LA HAINE EN OFFRANDE_ 09

Près d’une année s’écoula depuis le dernier voyage de Charly à Beyrouth. Cela fait quelques semaines qu’il s’entraîne dans un groupe nommé Phalanges K., sous la responsabilité de Zaki Bouznati, un homme proche de Béchir Gemayel et du commandant Kaleb Azoulay du Mossad. Agile et habile comme un funambule Bouznati réussit de nouveau à se positionner sur l’échiquier politico-militaire national. Ce chef phalangiste vécut quelque temps à Lyon et à Paris au début de l’année pour se protéger contre des responsables chrétiens qui supportaient de moins en moins son influence montante, d’aucuns voulaient même le réduire au silence définitif. Lorsqu’une insinuation concernant l’affaire pointe, Bouznati l’évacue d’un geste vif de la main, contrastant avec la lourdeur de son corps, « cette histoire est derrière nous ». En recevant Charly il lui lança un « bienvenu chez vous » et pour lui signifier combien est grande la confiance qu’il lui accorde, dès la deuxième rencontre il lui offrit un MAT 49, « prenez-en soin ! »

À la fin de ce mois de juillet, Charly participe à un ratissage dans Beyrouth-Ouest à la lisière de la ligne de démarcation.
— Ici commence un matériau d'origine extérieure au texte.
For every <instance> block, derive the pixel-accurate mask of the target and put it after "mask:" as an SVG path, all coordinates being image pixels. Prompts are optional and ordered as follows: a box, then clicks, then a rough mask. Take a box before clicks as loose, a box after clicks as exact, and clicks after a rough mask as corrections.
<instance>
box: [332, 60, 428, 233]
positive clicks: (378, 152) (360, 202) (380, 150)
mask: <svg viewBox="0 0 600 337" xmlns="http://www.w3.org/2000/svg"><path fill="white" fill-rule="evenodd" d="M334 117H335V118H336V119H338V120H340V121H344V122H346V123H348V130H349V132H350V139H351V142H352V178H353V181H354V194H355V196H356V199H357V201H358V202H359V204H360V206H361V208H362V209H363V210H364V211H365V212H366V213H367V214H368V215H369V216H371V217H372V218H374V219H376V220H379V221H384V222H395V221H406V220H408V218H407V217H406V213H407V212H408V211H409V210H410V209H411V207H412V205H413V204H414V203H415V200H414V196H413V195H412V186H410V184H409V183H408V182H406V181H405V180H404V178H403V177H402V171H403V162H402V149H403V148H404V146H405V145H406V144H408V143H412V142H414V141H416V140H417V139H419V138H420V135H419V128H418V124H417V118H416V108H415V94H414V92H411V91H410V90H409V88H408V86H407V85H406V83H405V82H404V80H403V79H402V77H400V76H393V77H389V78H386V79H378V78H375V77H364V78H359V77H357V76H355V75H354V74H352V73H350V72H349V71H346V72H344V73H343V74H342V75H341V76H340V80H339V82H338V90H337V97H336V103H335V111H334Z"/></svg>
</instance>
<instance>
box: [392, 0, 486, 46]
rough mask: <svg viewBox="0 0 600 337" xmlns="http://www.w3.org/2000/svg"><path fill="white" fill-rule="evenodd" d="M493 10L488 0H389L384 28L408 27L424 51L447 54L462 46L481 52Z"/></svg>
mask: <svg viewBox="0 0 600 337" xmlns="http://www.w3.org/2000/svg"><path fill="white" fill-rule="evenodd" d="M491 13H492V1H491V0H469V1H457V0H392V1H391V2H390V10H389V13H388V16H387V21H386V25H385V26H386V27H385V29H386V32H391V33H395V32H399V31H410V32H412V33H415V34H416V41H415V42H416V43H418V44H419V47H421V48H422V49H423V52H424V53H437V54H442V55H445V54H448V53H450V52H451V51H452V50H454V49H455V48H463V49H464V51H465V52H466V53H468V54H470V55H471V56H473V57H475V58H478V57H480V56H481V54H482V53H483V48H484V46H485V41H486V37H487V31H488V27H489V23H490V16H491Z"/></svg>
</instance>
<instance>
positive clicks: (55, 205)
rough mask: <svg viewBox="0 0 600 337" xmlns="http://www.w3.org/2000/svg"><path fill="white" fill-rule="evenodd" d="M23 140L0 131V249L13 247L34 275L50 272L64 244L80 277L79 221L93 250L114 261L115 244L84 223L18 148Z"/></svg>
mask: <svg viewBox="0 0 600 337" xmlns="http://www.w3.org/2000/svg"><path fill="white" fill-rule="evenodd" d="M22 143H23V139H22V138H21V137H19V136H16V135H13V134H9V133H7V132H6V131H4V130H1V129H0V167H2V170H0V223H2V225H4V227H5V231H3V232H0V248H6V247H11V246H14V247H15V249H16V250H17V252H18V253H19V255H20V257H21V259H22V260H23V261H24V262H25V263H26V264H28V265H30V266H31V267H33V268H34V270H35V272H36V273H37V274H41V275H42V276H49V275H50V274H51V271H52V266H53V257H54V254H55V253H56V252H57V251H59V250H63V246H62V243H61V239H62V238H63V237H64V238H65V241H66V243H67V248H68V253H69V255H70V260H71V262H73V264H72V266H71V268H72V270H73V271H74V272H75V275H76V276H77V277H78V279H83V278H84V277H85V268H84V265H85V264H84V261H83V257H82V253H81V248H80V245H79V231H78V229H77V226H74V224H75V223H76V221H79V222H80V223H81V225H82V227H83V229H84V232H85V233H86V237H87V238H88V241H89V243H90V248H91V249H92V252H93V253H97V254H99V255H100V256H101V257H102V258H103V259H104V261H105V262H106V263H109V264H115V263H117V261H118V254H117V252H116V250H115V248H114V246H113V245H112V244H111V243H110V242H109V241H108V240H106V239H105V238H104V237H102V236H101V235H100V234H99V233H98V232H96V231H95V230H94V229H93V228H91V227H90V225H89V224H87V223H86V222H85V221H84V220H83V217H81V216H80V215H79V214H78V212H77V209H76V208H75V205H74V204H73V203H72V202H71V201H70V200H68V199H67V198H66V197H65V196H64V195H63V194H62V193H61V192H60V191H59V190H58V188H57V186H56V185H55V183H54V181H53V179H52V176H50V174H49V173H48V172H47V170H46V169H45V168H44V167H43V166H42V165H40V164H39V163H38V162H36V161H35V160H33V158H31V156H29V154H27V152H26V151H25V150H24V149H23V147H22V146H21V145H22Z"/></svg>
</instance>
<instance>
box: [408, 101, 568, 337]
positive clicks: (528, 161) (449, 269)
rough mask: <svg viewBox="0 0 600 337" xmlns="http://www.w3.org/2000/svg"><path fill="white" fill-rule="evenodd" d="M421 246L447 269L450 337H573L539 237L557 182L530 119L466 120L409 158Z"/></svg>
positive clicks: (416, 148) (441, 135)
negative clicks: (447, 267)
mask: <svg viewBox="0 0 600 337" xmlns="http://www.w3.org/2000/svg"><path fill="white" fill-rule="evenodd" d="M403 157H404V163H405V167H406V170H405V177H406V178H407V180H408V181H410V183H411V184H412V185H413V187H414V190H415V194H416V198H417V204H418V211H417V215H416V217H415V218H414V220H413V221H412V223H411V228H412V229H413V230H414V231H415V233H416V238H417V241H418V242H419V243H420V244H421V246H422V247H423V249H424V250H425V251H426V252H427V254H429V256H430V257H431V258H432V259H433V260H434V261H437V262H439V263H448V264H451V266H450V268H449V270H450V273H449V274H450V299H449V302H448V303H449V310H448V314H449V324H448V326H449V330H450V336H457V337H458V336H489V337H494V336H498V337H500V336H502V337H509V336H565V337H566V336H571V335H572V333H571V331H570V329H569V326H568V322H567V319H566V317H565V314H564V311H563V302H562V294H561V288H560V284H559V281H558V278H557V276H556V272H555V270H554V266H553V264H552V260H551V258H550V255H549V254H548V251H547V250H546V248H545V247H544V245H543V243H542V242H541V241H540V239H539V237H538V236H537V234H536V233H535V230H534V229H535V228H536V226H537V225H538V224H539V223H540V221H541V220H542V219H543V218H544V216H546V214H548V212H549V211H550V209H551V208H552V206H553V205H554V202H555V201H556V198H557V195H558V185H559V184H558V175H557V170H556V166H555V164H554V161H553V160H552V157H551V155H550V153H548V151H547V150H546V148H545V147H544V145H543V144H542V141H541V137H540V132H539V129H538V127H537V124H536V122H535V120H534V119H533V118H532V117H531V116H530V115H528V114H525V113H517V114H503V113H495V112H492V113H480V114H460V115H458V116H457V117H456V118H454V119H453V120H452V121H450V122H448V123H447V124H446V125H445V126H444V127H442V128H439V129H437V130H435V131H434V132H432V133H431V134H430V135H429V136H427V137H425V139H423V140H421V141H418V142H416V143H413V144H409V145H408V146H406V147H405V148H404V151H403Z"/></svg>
L’année dernière il logeait à quelques centaines de mètres de la ligne verte. Pour des raisons qu’il n’avance pas et qu’aucun de ses proches ne lui demande, Charly décide de se faire appeler Klein, Charly Klein. En Israël c’est cette identité qu’il revendiquera. Pendant cette mission de nettoyage Charly rencontre Kaleb « Ah c’est vous le Français ! vos compatriotes sont bien sympathiques, ils déroulent très fraternellement le tapis vert au vieux barbu de Qom ! » Chez Kaleb la haine des musulmans et des Arabes — non chrétiens — est encore plus profonde que celle qu’éprouve à leur égard Zaki et ses phalanges qui, pour ces raisons, prônent le rapprochement avec Israël, « contre le péril arabo-musulman ». Le commandant a à cœur de rééditer l’expédition de Tell-El-Zaatar. « Il nous faut deux, trois, cinq Tell El-Zaatar », dit-il souvent en agitant son gros poing. Kaleb est âgé d’une quarantaine d’années. Son volume avoisine les limites autorisées dans les armées et services connexes. Des membres de son entourage qui ne l’apprécient guère le désignent entre eux à voix basse comme le Vieux khazyr bigleux. Qu’il soit en extérieur ou non, qu’il fasse beau ou pas il ne se départit jamais de la grosse paire de lunettes noires qui accentue sa laideur plutôt qu’elle ne la dissimule.

Malgré la colère et la haine qui l’enserrent, Charly est heureux au milieu de la foule. Il scande parmi plusieurs milliers de camarades sionistes « Bonnet, Giscard, Barre, complices des assassins » en tapant dans les mains au rythme des syllabes, deux fois deux coups, un autre coup, puis six. La veille, un attentat dévasta la synagogue de la rue Copernic causant la mort de trois personnes et faisant d’énormes dégâts. Charly est heureux, alors que le moment est à la gravité, au drame. Son corps semble désarticulé, il sautille en tapant des mains. Généralement cet état de fébrilité qui le saisit en ce moment apparaît à l’occasion d’un événement heureux, d’une naissance, d’une rencontre… Et là au milieu de toutes ces bonnes volontés au milieu de ce caillot de feu, Charly est traversé par une impulsion qui germe en lui depuis plusieurs mois, mais qui, le temps passant, commence à donner des signes, à se dévoiler, à prendre forme. C’est ce mouvement interne qui le rend heureux. Pierre Doinas, bien qu’horrifié par l’attentat, ne veut pas se joindre à ces « cortèges porteurs d’orages » dit-il à Charly. Pierre est souvent en désaccord avec lui. Leurs discussions à propos des groupuscules politiques que fréquente Charly sont tendues. Pierre est un libéral, plutôt giscardien, et tous ces groupements extrémistes le rendent malade. Sa rupture avec Charly sera consommée quelques semaines après son mariage, celui de Pierre, qui se déroula en mars 1981. Pendant des années leurs familles n’en sauront rien.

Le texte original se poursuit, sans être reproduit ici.